Jika industri smelter pirometalurgy hanya mengkonsumsi bijih nikel kadar tinggi maka smelter jenis ini pun diprediksi hanya bakal bertahan paling lama 7 tahun.
"APNI mendukung pemerintah untuk melakukan pembatasan smelter kelas 2 (NPI/FeNi). Tetapi tetap mengundang investor untuk berinvestasi ke end product nikel seperti stainless steel, baterai dan electric vehicle," ujar Meidy dalam keterangan resmi yang diterima Kontan.co.id, Senin (28/6).
Baca Juga: Ada wacana pembatasan smelter, ini dampaknya bagi emiten nikel
Dia menambahkan, selain mendukung rencana pembatasan smelter kelas 2, APNI turut merekomendasikan pembatasan ekspor produk FeNi dan NPI. APNI berharap pemerintah menentukan besaran 30% hingga 50% untuk dipasok bagi industri dalam negeri.
Meidy melanjutkan, saat ini masih banyak transaksi bijih nikel yang tidak sesuai dengan aturan yang berlaku. Sebagai contoh, per 13 Agustus 2020 telah diterbitkan Kepmenko 108/2020, Tentang Tim Satgas Harga Patokan Mineral (HPM). Dalam pantauan tim satgas tercatat saat ini baru sekitar 89% atau sebanyak 65 perusahaan yang telah mematuhi HPM.
Marujuk data APNI, industri hilir khusus nikel yang akan dibangun baik smelter pirometalurgy dan hydrometallurgy sebanyak 98 perusahaan, terdiri dari 25 pabrik yang sudah produksi, 41 perusahaan yang sedang melakukan konstruksi dan 32 perusahaan yang sedang berproses perizinan.

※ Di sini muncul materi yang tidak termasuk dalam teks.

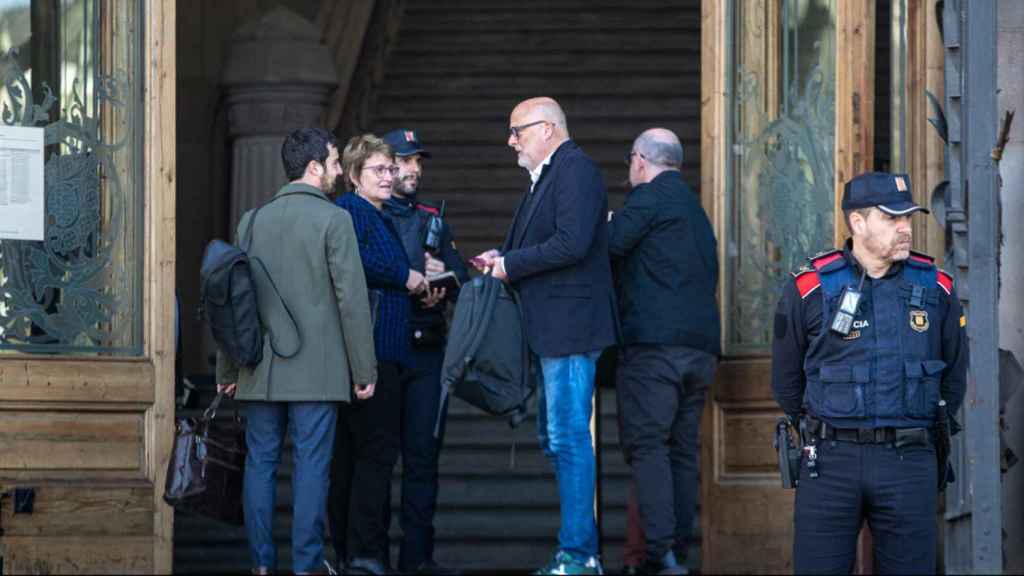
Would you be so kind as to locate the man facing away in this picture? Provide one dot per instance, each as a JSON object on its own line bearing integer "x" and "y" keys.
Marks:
{"x": 667, "y": 278}
{"x": 556, "y": 256}
{"x": 421, "y": 394}
{"x": 308, "y": 248}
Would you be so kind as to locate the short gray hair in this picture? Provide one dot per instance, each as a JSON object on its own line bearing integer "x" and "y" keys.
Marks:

Meidy mengungkapkan, demi mendorong industri stainless steel dan baterai dalam negeri maka APNI mengusulkan sejumlah upaya perbaikan yang dinilai perlu dilakukan.

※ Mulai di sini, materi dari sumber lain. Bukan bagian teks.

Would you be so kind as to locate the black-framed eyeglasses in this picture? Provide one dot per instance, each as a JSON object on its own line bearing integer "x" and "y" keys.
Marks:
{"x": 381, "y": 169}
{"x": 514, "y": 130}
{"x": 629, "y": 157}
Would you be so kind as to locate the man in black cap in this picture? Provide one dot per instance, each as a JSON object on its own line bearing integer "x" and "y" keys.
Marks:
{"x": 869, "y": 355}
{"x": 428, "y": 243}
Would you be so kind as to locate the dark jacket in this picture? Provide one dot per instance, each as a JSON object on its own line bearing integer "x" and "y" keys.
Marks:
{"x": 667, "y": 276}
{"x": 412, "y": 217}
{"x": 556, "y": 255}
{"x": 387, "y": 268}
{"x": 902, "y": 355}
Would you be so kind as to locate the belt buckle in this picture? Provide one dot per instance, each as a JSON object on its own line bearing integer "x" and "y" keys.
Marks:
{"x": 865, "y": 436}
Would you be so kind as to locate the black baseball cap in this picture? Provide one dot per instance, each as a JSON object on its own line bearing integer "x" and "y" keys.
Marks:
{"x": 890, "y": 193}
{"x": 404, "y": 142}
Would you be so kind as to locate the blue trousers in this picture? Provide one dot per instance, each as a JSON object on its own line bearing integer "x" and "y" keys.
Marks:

Pertama, dengan semakin bertambahnya perusahaan smelter & HPAL yang beroperasi, maka untuk menjaga ketersediaan cadangan dan optimalisasi bijih nikel kadar rendah diperlukan pembatasan kadar bijih nikel yang diizinkan untuk diperjualbelikan.

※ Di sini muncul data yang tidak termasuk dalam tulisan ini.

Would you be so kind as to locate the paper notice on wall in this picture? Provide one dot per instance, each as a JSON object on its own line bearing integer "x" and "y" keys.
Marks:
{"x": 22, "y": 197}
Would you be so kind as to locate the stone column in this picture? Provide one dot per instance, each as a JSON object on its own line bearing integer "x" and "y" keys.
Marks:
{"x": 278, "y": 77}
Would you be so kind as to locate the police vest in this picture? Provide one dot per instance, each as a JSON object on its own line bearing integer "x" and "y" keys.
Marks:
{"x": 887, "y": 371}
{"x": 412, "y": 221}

Kedua, dilakukan kegiatan eksplorasi detail untuk seluruh wilayah pertambangan, sehingga di dapatkan data sumber daya dan cadangan nikel dan mineral pendukung lainnya yang akurat untuk menunjang kebutuhan bahan baku smelter & HPAL yang semakin banyak berdiri di Indonesia.
Baca Juga: Soal wacana pembatasan smelter, ini kata Aneka Tambang (ANTM)
Ketiga, penerapan harga bijih nikel sesuai dengan HPM yang tertuang dalam Permen ESDM Nomor 11 Tahun 2020. Serta pengoptimalan kinerja satgas dalam pengawasan transaksi bijih nikel di lapangan.
Keempat, untuk menghindari monopoli, disarankan kepada smelter untuk menggunakan surveyor independent terdaftar secara merata kepada seluruh surveyor terdaftar, agar hasil analisa lebih cepat dapat diperoleh.
Kelima, kebutuhan akan bijih nikel untuk HPAL dengan syarat spesifikasi yang ditentukan oleh pabrik, di khawatirkan tidak akan terakomodir maksimal oleh penambang, dikarenakan syarat (jenis) MgO. Kondisi yang sama saat ini untuk kebutuhan pirometalurgi dan kebutuhan akan saprolite bijih nikel kadar yang tinggi yaitu di atas 1.8% dengan syarat SiO/MgO maksimum 2,5.
Keenam, optimalisasi pabrik hilir nikel dengan pembatasan investasi baru, dan mendukung investasi yang sudah berjalan di Indonesia.
"Terakhir, mengangkat Indonesia dalam kancah industri logam dunia, dengan memacu pabrik dalam negeri untuk industri end produk," pungkas Meidy.